Files
Pulse/docs/EVAL.md

4.4 KiB

Pulse Assistant Eval Harness

This is a live, end-to-end eval harness that exercises the AI chat API, tool calls, and safety gates. It requires a running Pulse instance and valid credentials.

Quickstart

List scenarios:

go run ./cmd/eval -list

Run the full suite:

go run ./cmd/eval -scenario full

Run a single scenario:

go run ./cmd/eval -scenario readonly

Run the model matrix quick set:

go run ./cmd/eval -scenario matrix

Auto-select models (latest per provider):

go run ./cmd/eval -scenario matrix -auto-models

Environment Overrides

These env vars let you align the evals with your infrastructure naming:

EVAL_NODE
EVAL_NODE_CONTAINER
EVAL_DOCKER_HOST
EVAL_HOMEPAGE_CONTAINER
EVAL_JELLYFIN_CONTAINER
EVAL_GRAFANA_CONTAINER
EVAL_HOMEASSISTANT_CONTAINER
EVAL_MQTT_CONTAINER
EVAL_ZIGBEE_CONTAINER
EVAL_FRIGATE_CONTAINER
EVAL_MODEL                  (optional model override)
EVAL_MODEL_PROVIDERS        (optional comma-separated provider filter for auto selection; defaults to openai,anthropic,deepseek,gemini,ollama)
EVAL_MODEL_LIMIT            (optional per-provider limit for auto selection, default 2)
EVAL_MODEL_EXCLUDE_KEYWORDS (optional comma-separated keywords to skip models; default filters image/video/audio, codex, and specific pre-release IDs like openai:gpt-5.2-pro until chat support is live; set to "none" to disable)

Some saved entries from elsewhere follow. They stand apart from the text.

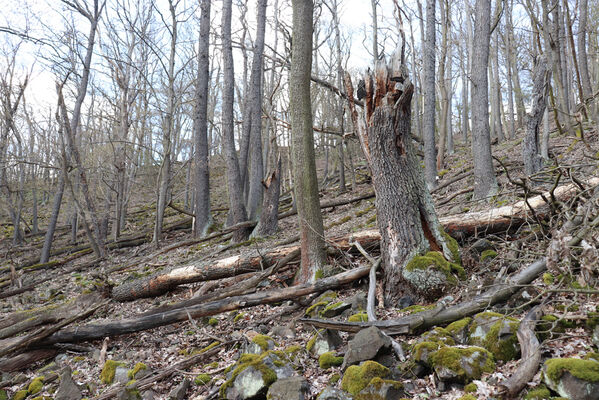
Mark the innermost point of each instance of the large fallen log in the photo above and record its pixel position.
(531, 354)
(418, 322)
(144, 322)
(230, 266)
(493, 220)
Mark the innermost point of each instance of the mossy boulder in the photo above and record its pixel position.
(431, 274)
(461, 364)
(293, 388)
(328, 360)
(539, 393)
(251, 376)
(323, 341)
(368, 344)
(109, 371)
(381, 389)
(496, 333)
(572, 378)
(357, 378)
(260, 343)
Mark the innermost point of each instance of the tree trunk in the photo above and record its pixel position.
(234, 183)
(530, 148)
(201, 159)
(304, 164)
(485, 183)
(428, 87)
(408, 227)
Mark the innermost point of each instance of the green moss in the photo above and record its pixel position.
(452, 357)
(262, 341)
(311, 311)
(488, 255)
(328, 360)
(437, 260)
(582, 369)
(20, 395)
(359, 317)
(202, 379)
(36, 385)
(417, 308)
(471, 388)
(332, 380)
(453, 246)
(503, 349)
(457, 326)
(540, 393)
(356, 378)
(548, 278)
(246, 361)
(238, 317)
(107, 375)
(136, 369)
(591, 356)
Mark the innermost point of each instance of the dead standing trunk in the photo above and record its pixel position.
(530, 149)
(408, 227)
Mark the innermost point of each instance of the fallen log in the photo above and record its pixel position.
(417, 322)
(230, 266)
(531, 354)
(150, 380)
(141, 323)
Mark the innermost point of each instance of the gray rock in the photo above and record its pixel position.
(330, 393)
(382, 390)
(293, 388)
(148, 395)
(481, 245)
(570, 386)
(180, 391)
(368, 344)
(358, 302)
(285, 332)
(67, 390)
(461, 364)
(121, 374)
(324, 341)
(334, 309)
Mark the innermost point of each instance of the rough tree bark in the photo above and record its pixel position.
(202, 174)
(428, 123)
(530, 148)
(304, 164)
(484, 175)
(408, 227)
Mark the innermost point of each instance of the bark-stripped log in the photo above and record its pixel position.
(531, 354)
(141, 323)
(439, 316)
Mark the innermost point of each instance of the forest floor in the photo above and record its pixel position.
(573, 160)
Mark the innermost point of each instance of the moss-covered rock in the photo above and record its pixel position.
(356, 378)
(328, 360)
(20, 395)
(539, 393)
(107, 374)
(572, 377)
(431, 274)
(36, 385)
(358, 317)
(202, 379)
(138, 371)
(461, 364)
(496, 333)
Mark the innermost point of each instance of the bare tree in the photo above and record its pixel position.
(305, 180)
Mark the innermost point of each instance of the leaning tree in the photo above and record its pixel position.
(419, 258)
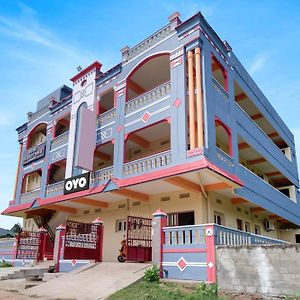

Write/verify and strict-resolution controls:

EVAL_WRITE_HOST              (defaults to EVAL_NODE)
EVAL_WRITE_COMMAND           (defaults to "true")
EVAL_REQUIRE_WRITE_VERIFY    (set to 1 to assert pulse_control -> pulse_read)
EVAL_STRICT_RESOLUTION       (set to 1 to expect STRICT_RESOLUTION block)
EVAL_REQUIRE_STRICT_RECOVERY (set to 1 to require pulse_query -> pulse_control)
EVAL_EXPECT_APPROVAL         (set to 1 to assert approval_needed event)

Retry controls and reports:

EVAL_HTTP_TIMEOUT           (seconds, default 300)
EVAL_STEP_RETRIES            (default 2)
EVAL_RETRY_ON_PHANTOM        (default 1)
EVAL_RETRY_ON_EXPLICIT_TOOL  (default 1)
EVAL_RETRY_ON_STREAM_FAILURE (default 1)
EVAL_RETRY_ON_EMPTY_RESPONSE (default 1)
EVAL_RETRY_ON_TOOL_ERRORS    (default 1)
EVAL_RETRY_ON_RATE_LIMIT     (default 0)
EVAL_RATE_LIMIT_COOLDOWN     (seconds, optional backoff before retry)
EVAL_PREFLIGHT              (set to 1 to run a quick chat preflight)
EVAL_PREFLIGHT_TIMEOUT       (seconds, default 15)
EVAL_REPORT_DIR              (write JSON report per scenario)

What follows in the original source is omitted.